Sets the path where any generated dot figure will be saved. Currently, this is useful only in combination with the format dot. By default, a unique temporary filename is used (tempname is replaced with a tempname() call). The extension specifies the output format (passed to dot as a -Text parameter). If not extension provided, PDF used by default. Additionally, stores the .dot file used to generate the figure to the same location.

dotArgs:: '' Additional dot arguments. E.g. '-Gsize="7"' to generate a smaller output (for a review of the network structure etc.).

• MaxNumColumns [18]

Maximum number of columns in each table.

## REBUILD - Rebuild the internal data structures of a DagNN object

REBUILD(obj) rebuilds the internal data structures of the DagNN obj. It is an helper function used internally to update the network when layers are added or removed.

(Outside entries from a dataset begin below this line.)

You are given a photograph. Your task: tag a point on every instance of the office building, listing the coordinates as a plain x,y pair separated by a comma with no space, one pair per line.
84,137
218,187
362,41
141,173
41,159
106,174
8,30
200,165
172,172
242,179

## REMOVELAYER - Remove a layer from the network

REMOVELAYER(OBJ, NAME) removes the layer NAME from the DagNN object OBJ. NAME can be a string or a cell array of strings.

## RENAMELAYER - Rename a layer

RENAMELAYER(OLDNAME, NEWNAME) changes the name of the layer OLDNAME into NEWNAME. NEWNAME should not be the name of an existing layer.

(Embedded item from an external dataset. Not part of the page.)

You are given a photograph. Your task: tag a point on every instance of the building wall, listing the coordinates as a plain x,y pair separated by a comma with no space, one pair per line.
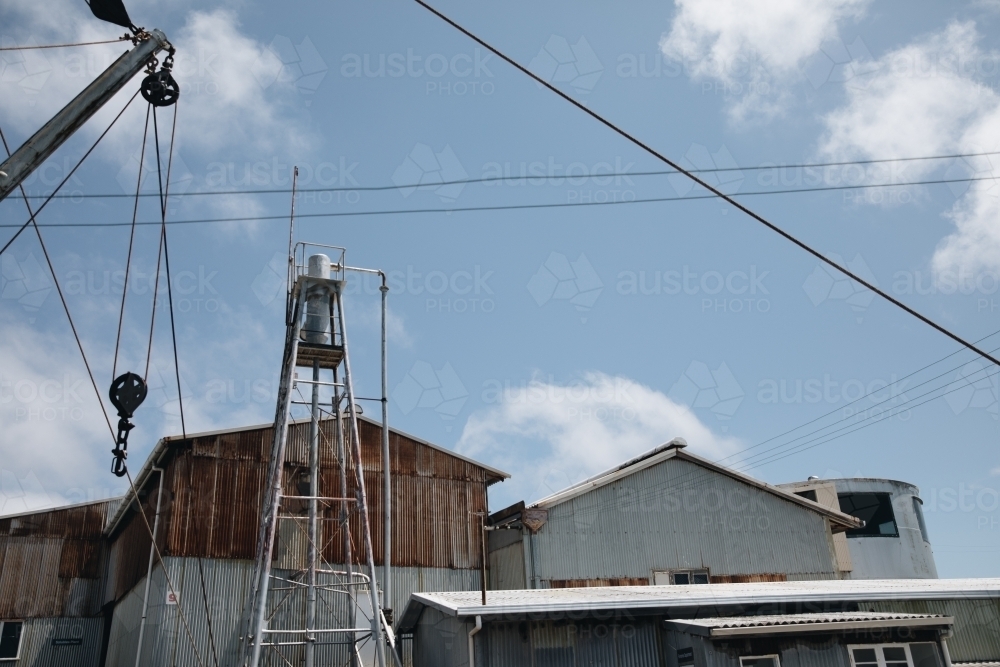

## RENAMELAYER - Rename a parameter

RENAMEPARAM(OLDNAME, NEWNAME) changes the name of the parameter OLDNAME into NEWNAME. NEWNAME should not be the name of an existing parameter.

## RENAMEVAR - Rename a variable

RENAMEVAR(OLDNAME, NEWNAME) changes the name of the variable OLDNAME into NEWNAME. NEWNAME should not be the name of an existing variable.

## RESET - Reset the DagNN

RESET(obj) resets the DagNN obj. The function clears any intermediate value stored in the DagNN object, including parameter gradients. It also calls the reset function of every layer.

## SAVEOBJ - Save a DagNN to a vanilla MATLAB structure

S = OBJ.SAVEOBJ() saves the DagNN OBJ to a vanilla MATLAB structure S. This is particularly convenient to preserve future compatibility and to ship networks that are pure structures, instead of embedding dependencies to code.

The object can be reconstructe by obj = DagNN.loadobj(s).

As a side-effect the network is being reset (all variables are cleared) and is transfered to CPU.